O livro Castro to Christopher: Gay Streets of America 1979-1986 faz um recorte preciso sobre um tempo. Naquela época obscura da história LGBTQ+ – muito antes de alguém adicionar o “T”, o “Q” ou o “+” – as ruas a que o título de Blair se refere, o Castro District de São Francisco e a Christopher Street de Nova York, eram ocupadas pelo que agora pareceria um grupo de pessoas surpreendentemente circunscrito. Em qualquer fim de semana na Christopher Street, Manhattan, quase todas as pessoas que você via conheciam, reconheciam ou já haviam feito sexo. Enquanto as marchas do Orgulho Gay levavam dezenas de milhares de pessoas às ruas todos os anos, em todos os outros dias a pegada era relativamente pequena, isolada e tão específica quanto o título do livro de Blair sugere.

Rua Castro, São Francisco, 1982.
Na era dessas fotos, quase tudo o que era comumente considerado “gay” acontecia nessas ruas ou estava ligado a elas. Protegidas por grades, aquelas ruas eram os únicos lugares onde você poderia encontrar com segurança um número significativo de pessoas, anunciar-se a elas pelo seu olhar e andar, provocá-las e fazer amizade com elas, gerar uma comunidade com elas e, naturalmente, conhecê-las para sexo. Os mais aventureiros até faziam sexo com eles ali mesmo.
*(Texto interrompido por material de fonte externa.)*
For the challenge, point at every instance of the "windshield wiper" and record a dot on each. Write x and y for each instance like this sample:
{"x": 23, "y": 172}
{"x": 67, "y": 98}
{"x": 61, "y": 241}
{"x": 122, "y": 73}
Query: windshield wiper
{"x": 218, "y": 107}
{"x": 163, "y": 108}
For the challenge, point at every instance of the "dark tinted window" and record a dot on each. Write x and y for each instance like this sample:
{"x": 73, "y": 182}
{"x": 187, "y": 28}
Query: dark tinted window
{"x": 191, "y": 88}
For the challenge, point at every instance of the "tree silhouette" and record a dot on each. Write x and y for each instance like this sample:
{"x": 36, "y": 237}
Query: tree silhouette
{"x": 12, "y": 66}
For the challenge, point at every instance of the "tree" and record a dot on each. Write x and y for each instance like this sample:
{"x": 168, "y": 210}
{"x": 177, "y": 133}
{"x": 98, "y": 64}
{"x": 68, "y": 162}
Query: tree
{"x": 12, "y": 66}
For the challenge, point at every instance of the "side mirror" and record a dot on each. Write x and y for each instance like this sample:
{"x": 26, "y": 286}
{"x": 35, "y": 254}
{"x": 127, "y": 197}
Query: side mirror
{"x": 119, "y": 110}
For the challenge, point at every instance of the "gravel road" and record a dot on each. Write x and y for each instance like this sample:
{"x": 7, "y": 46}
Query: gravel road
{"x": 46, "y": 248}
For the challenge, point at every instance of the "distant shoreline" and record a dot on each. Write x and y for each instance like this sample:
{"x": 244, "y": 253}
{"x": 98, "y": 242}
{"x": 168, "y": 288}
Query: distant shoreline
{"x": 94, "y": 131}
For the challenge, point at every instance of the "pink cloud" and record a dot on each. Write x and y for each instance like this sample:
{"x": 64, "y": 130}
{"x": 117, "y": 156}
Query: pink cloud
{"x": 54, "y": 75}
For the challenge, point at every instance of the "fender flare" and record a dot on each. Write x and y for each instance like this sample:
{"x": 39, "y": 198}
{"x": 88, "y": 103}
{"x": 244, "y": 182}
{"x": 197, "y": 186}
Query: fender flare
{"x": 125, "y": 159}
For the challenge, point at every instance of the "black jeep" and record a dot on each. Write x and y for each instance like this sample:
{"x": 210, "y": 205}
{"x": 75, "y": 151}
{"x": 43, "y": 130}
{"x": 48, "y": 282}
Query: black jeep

Halloween, Christopher Street, Nova York , 1983
O resultado foi que aquelas ruas de São Francisco e Nova York tinham um frisson e uma liberdade especiais. Eles estavam tão cheios de eros e interação quanto hoje estão isolando e alienando, graças à miopia de smartphones. Felizmente, esse mundo especial pode ser visto em todo o seu calor, humor e intimidade nas fotos de Blair. Uma imagem em seu livro tem elementos de todas as três: em primeiro plano, duas figuras estão se beijando. Atrás deles estão três homens, cada um olhando em uma direção diferente, mas todos movidos pelo mesmo objetivo – ver e ser visto. Cada um está apresentando e buscando, enfeitando e orando. Suas expressões podem ser diretas de soldado e frias de caçador, mas abaixo está o fogo.
O humor e a ousadia daquelas ruas são vistos em alto relevo na imagem de dois papais de couro em calças compridas sacando dinheiro de um caixa eletrônico. Apresenta um contraste perfeito entre o mundano e o profano. E, não se engane, um abraço alegre do profano teve um papel profundo em muitas de nossas vidas naqueles anos, muito antes de coisas inimagináveis acontecerem como casamento entre pessoas do mesmo sexo, paternidade ou mesmo personalidade. Naquela época, o mundo gay ainda tinha a emoção da cultura fora da lei, embora, infelizmente, isso trouxesse a consequência de nos tornar alvos de tudo, desde insultos cruéis a golpes com risco de vida. Enquanto as fotos de Blair se concentram em celebrar a cultura, qualquer um que estivesse no local na época podia ver além do quadro, onde o perigo sempre espreitava. A maioria das pessoas naquela época não achava que havia nada de errado em tratar gays com repulsa.

Market e 17th Streets, São Francisco, 1983.
Apesar disso, aqueles tempos transbordavam de possibilidades e emoções. A era dessas fotos ganha ainda mais pungência, pois abrange o tempo pouco antes da Aids e os anos em que a doença ameaçava eliminar completamente os gays. Por essa e outras razões, é impossível não olhar para estas fotos sem sentir uma profunda perda. Mas isso não é tudo o que sinto quando olho para eles. Eu também sinto calor e inteligência. Sinto invenção e desafio e, para citar Saint Donna (Verão), “I feel love” .

Christopher Street, Nova York, 1984.